Code readability is more important than optimization, except when performance is critical. Code should be optimized only after getting it to work, and primarily for where there is a performance bottleneck. Performance-critical parts of the core package will preferably be written using Numba to achieve compiled speeds while maintaining the significant advantages of using a high level language.
PlasmaPy will use Semantic Versioning. Releases will be given version numbers of the form MAJOR.MINOR.PATCH, where MAJOR, MINOR, and PATCH are nonnegative integers. Starting with version 1.0, MAJOR will be incremented when backwards incompatible changes are made, MINOR will be incremented when new backwards-compatible functionality is added, and PATCH will be incremented when backwards-compatible bug fixes are made.
Development releases will have MAJOR equal to zero and start at version 0.1. The API should not be considered stable during the development phase. PlasmaPy will release version 1.0 once it has a stable public API that users are depending on for production code.
All releases will be provided with release notes and change log entries, and a table will be provided that describes the stability of the public API for each PlasmaPy subpackage.
Dependencies have the advantage of providing capabilities that will enhance PlasmaPy and speed up its development, but the disadvantage that they can make manual installation more difficult and potentially frustrating. Package managers such as Anaconda and Homebrew greatly simplify installation of Python packages, but there will be situations where manual installation is necessary (e.g., on some supercomputers without package managers). The core package should be able to be imported using a minimal number of packages (e.g., NumPy, SciPy, and matplotlib) without getting an import error. Additional packages may be included as dependencies of the core package if there is a strong need for it, and if these packages are easily installed with currently available package managers. Subpackages may use additional dependencies when appropriate.
We will follow the practice of Astropy by having a core package and affiliated packages. The core package will contain common tools and base functionality that most plasma physicists will need. The affiliated packages contained in separate repositories will include more specialized functionality that is needed for subfields of plasma physics. This approach will reduce the likelihood of scope creep for the core package while maintaining avenues for broader development.
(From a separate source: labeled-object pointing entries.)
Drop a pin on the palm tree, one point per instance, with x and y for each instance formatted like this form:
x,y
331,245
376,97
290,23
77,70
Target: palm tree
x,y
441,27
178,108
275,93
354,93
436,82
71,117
Multiple sets of units are used by plasma physicists. There exist some peculiarities with how units are used within plasma physics, such as how an electron volt is typically used as a measurement of temperature. Code will be most readable and maintainable if written assuming a particular set of units, but there should be enough flexibility for people in different subfields to choose their preferred set of units. As the generally most common accepted international standard, SI base units will be utilized. We will use an existing Python module (e.g., astropy.units or pint) to assign units to variables and allow straightforward conversion between different systems of units.